MELTING ICE & SNOW
Melting glaciers and ice sheets in Greenland and Antarctica have a direct and profound impact on sea-level rise.
Greenland’s ice sheet is losing mass about six times faster than it was a few decades ago. In the past fifty years, the sheet has already shed enough to add about half an inch of water to the world’s oceans. In just this last summer’s heat wave, meltwater — equivalent to over 4 million swimming pools — sloughed into the ocean in a single day.
Antarctica, that frigid expanse of land at the Earth’s Southern pole, is covered by 90% of the planet’s ice. If all of its ice were to melt, sea levels would rise by 190 feet. It is melting at an alarming rate, with the rate of thaw tripling over the past decade and losing 2.71 trillion tons of ice between 1992 and 2017 with half of these losses occurring in the past five years, shrinking to record low levels.
Melting ice is not limited to the poles and is happening around the world: Alaska’s sea ice has all melted; the glaciers of the Himalayas are melting twice as fast as they were in 2000; the Patagonian icefields are a fraction of their previous size. Iceland marked its first loss of a glacier to climate change with a funeral, and the Swiss followed suit with a funeral for the Pizol glacier in the Alps.
And, then there is our own ice melt.
Diana Six, an entomologist at the U. of Montana, recently returned from a trip to Montana’s Glacial National Park, where the 97/98˚heat had decimated the ice. In despair, she said, “I don’t think people realize that climate change is not just a loss of ice.
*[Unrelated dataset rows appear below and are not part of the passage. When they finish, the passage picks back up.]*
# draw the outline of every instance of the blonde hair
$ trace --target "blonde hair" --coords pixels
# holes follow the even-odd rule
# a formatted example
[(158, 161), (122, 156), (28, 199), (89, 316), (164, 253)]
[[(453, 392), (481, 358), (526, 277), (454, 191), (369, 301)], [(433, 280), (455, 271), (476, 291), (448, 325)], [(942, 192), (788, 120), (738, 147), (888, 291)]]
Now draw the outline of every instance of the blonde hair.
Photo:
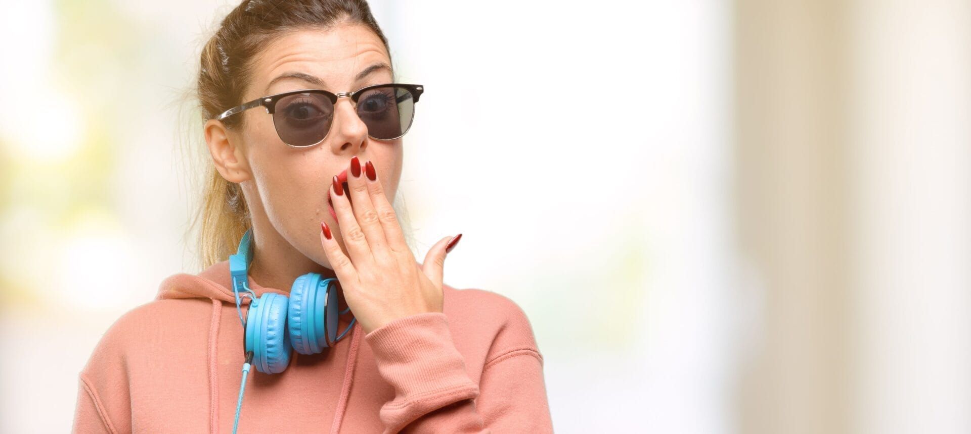
[[(242, 104), (240, 100), (252, 74), (251, 60), (274, 38), (290, 31), (325, 29), (342, 22), (366, 25), (381, 39), (387, 52), (391, 52), (364, 0), (244, 0), (222, 19), (202, 48), (196, 85), (189, 90), (198, 104), (192, 108), (193, 114), (205, 123), (222, 110)], [(189, 92), (184, 97), (189, 97)], [(231, 116), (221, 122), (226, 128), (238, 128), (243, 119), (244, 116)], [(185, 153), (185, 146), (183, 148)], [(202, 179), (199, 206), (195, 207), (184, 236), (189, 238), (193, 229), (201, 224), (196, 256), (198, 265), (205, 269), (236, 253), (251, 220), (240, 185), (222, 177), (208, 152), (201, 161), (194, 162), (208, 169)]]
It’s all the stuff that’s dependent on it. The water is too warm for the fish. At some of the lower elevations, glacier lilies were shriveled, lupins didn’t even open. The flowers should extend for another three weeks but they’re already gone. Any insects or birds that depend upon them, like bees or hummingbirds are in trouble, their food is gone. Bird populations have just baked. There have been total losses of a lot of baby birds this year. You see these ospreys and eagles sitting on top of the trees in their nests and those young, they just can’t take the heat.”